Putting aside the electrical advances of SMD components, one of the biggest advances is how you assemble your PCBs. When assembling boards I really dislike through hole components, and so will you when you make the switch. It simply takes twice as long to assemble and create an array of metal legs all over your desk. There are two methods of assembling SMD PCBs which I’ll explain in detail below.
Method 1: Hand soldering
This is the obvious one! There is a myth that SMD components are just too hard to hand solder and you need a machine. I can confirm this is complete rubbish. Don’t let poor eye sight put you off either, the average age in our section is around 55 and no one has issue with hand SMD soldering.
The process of hand soldering board:
- Tin one pad on the component footprint
- Apply flux (not necessary)
- Using SMD tweezers move the component on top of the footprint
- Continue holding the component while touching the tinned pad + smd leg/pad with your soldering iron
- Continue holding the component until solder sets.
- NOTE: Do not blow on solder to cool it faster. This can cause dry joints.
- Wise off the fluke and apply new flux (not necessary)
- Solder each leg/pad as now the component will be rigid to the PCB
- Re-solder the first pad as often its not a very good joint.
A piece of advice buy some quality SMD tweezers; for a set they’ll often cost £60.
Once you’ve got the hang of this method I can guarantee it will be quicker than through hole assembly. However it’s scary how many people and small companies stick to this method. Yes it’s quick but its not as quick as it can be!
Method 2: Re-flowing
Are re-flowing boards, like the transition from hell to purgatory to heaven. The re-flow process will speed up your assemble time hugely however there is a major down side. Unlike hand assembly you can’t test your board or your assemble section by section. You end up with a fully assembled board.
First though check for bug problems as most of the work I do is prototype. However its easily fixable by following the below two tips.
- Test points I do lots of them. SMD is so small we using Harwin test points. They are SMD and have three sizes, the smallest being almost the same size as your PCB traces. Hence they really don’t get in the way of routing, use them!
- Links, these are a simply two pads very close together. Which you can short with a blob of solder and separate with some wick. Using these inline with traces and to power pins allow you to separate parts of your circuit after assembly.
Below goes through the re-flow processes:
Clean you PCB using IPA
Aligning a stencil over your PCB
Next tape the mask down and using a squeeze or credit card etc spread solder paste over the stencil. Once you have a even coat remove the stencil and you’ll have a PCB with solder paste on the pads.

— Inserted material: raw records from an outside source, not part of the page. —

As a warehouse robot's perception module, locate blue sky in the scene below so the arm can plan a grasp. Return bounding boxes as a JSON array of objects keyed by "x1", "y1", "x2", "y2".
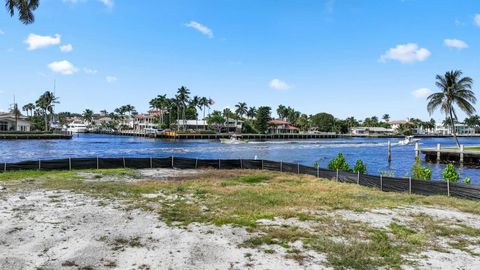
[{"x1": 0, "y1": 0, "x2": 480, "y2": 119}]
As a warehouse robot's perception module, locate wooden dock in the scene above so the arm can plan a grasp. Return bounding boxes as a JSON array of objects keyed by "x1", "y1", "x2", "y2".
[{"x1": 417, "y1": 144, "x2": 480, "y2": 165}]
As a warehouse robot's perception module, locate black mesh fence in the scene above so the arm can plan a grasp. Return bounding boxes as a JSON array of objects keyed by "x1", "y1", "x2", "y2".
[{"x1": 0, "y1": 157, "x2": 480, "y2": 199}]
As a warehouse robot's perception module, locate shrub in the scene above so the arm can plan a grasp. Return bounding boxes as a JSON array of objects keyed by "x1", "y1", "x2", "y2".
[
  {"x1": 412, "y1": 157, "x2": 432, "y2": 180},
  {"x1": 353, "y1": 159, "x2": 367, "y2": 174},
  {"x1": 442, "y1": 163, "x2": 460, "y2": 182},
  {"x1": 328, "y1": 153, "x2": 352, "y2": 172}
]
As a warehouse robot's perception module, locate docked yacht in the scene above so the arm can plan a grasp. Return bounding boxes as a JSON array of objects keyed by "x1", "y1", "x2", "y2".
[
  {"x1": 67, "y1": 121, "x2": 88, "y2": 133},
  {"x1": 398, "y1": 136, "x2": 420, "y2": 145}
]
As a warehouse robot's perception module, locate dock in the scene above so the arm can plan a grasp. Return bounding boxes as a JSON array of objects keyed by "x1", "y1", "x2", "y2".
[{"x1": 417, "y1": 144, "x2": 480, "y2": 165}]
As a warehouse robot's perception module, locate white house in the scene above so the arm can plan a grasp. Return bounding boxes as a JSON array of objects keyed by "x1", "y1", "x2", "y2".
[
  {"x1": 350, "y1": 127, "x2": 393, "y2": 135},
  {"x1": 0, "y1": 112, "x2": 32, "y2": 132}
]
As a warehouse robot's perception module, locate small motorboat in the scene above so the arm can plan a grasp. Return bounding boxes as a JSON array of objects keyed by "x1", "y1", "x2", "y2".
[
  {"x1": 220, "y1": 135, "x2": 247, "y2": 144},
  {"x1": 398, "y1": 136, "x2": 420, "y2": 145}
]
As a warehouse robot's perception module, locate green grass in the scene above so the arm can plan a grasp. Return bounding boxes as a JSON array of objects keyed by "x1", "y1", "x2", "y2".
[{"x1": 0, "y1": 169, "x2": 480, "y2": 269}]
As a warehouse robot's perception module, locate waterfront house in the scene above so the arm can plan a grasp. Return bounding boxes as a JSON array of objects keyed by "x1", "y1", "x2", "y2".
[
  {"x1": 268, "y1": 119, "x2": 299, "y2": 134},
  {"x1": 434, "y1": 123, "x2": 476, "y2": 136},
  {"x1": 350, "y1": 127, "x2": 393, "y2": 135},
  {"x1": 0, "y1": 112, "x2": 32, "y2": 132}
]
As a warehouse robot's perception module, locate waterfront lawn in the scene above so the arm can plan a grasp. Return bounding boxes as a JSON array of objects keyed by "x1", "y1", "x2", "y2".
[{"x1": 0, "y1": 169, "x2": 480, "y2": 269}]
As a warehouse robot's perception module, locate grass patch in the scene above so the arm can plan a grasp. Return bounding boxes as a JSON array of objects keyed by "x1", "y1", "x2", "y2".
[{"x1": 0, "y1": 169, "x2": 480, "y2": 269}]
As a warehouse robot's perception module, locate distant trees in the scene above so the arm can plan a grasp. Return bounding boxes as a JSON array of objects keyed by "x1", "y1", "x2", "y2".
[
  {"x1": 427, "y1": 70, "x2": 477, "y2": 147},
  {"x1": 255, "y1": 106, "x2": 272, "y2": 133},
  {"x1": 310, "y1": 112, "x2": 335, "y2": 132},
  {"x1": 5, "y1": 0, "x2": 40, "y2": 24},
  {"x1": 35, "y1": 91, "x2": 59, "y2": 131}
]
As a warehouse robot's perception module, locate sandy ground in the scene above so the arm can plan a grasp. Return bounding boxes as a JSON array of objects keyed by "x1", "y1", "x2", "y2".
[
  {"x1": 0, "y1": 169, "x2": 480, "y2": 270},
  {"x1": 0, "y1": 190, "x2": 324, "y2": 269}
]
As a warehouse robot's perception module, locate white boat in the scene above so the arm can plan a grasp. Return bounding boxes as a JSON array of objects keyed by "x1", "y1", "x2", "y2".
[
  {"x1": 67, "y1": 121, "x2": 88, "y2": 133},
  {"x1": 220, "y1": 135, "x2": 247, "y2": 144},
  {"x1": 398, "y1": 136, "x2": 420, "y2": 145}
]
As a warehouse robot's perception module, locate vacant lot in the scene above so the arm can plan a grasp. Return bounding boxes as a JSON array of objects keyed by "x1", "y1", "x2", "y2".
[{"x1": 0, "y1": 169, "x2": 480, "y2": 269}]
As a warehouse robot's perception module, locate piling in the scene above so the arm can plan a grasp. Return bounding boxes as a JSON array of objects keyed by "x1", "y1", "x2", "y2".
[
  {"x1": 437, "y1": 143, "x2": 442, "y2": 162},
  {"x1": 387, "y1": 141, "x2": 392, "y2": 163}
]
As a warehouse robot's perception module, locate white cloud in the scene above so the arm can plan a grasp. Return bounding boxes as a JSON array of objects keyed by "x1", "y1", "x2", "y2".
[
  {"x1": 83, "y1": 68, "x2": 98, "y2": 75},
  {"x1": 99, "y1": 0, "x2": 113, "y2": 8},
  {"x1": 473, "y1": 14, "x2": 480, "y2": 27},
  {"x1": 48, "y1": 60, "x2": 78, "y2": 75},
  {"x1": 380, "y1": 43, "x2": 431, "y2": 64},
  {"x1": 443, "y1": 38, "x2": 468, "y2": 50},
  {"x1": 24, "y1": 34, "x2": 60, "y2": 51},
  {"x1": 185, "y1": 21, "x2": 213, "y2": 38},
  {"x1": 269, "y1": 79, "x2": 292, "y2": 90},
  {"x1": 105, "y1": 75, "x2": 118, "y2": 83},
  {"x1": 59, "y1": 44, "x2": 73, "y2": 52},
  {"x1": 412, "y1": 88, "x2": 433, "y2": 98}
]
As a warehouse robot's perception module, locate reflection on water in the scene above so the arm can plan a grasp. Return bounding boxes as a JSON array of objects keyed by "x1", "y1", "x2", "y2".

You then place all your SMD components on to the PCB using tweezers
Finally you put your board into a re-flow oven.
Below shows a professional oven (different board I built), however in our workshop we built our own oven which I’ll post up soon. Budget around £100-£200 to build your own oven on the cheap.
And you’re done!
If your ever going to listen to a stranger on the internet, then this is the post you should listen to. Invest the time and make the transition to re-flowing.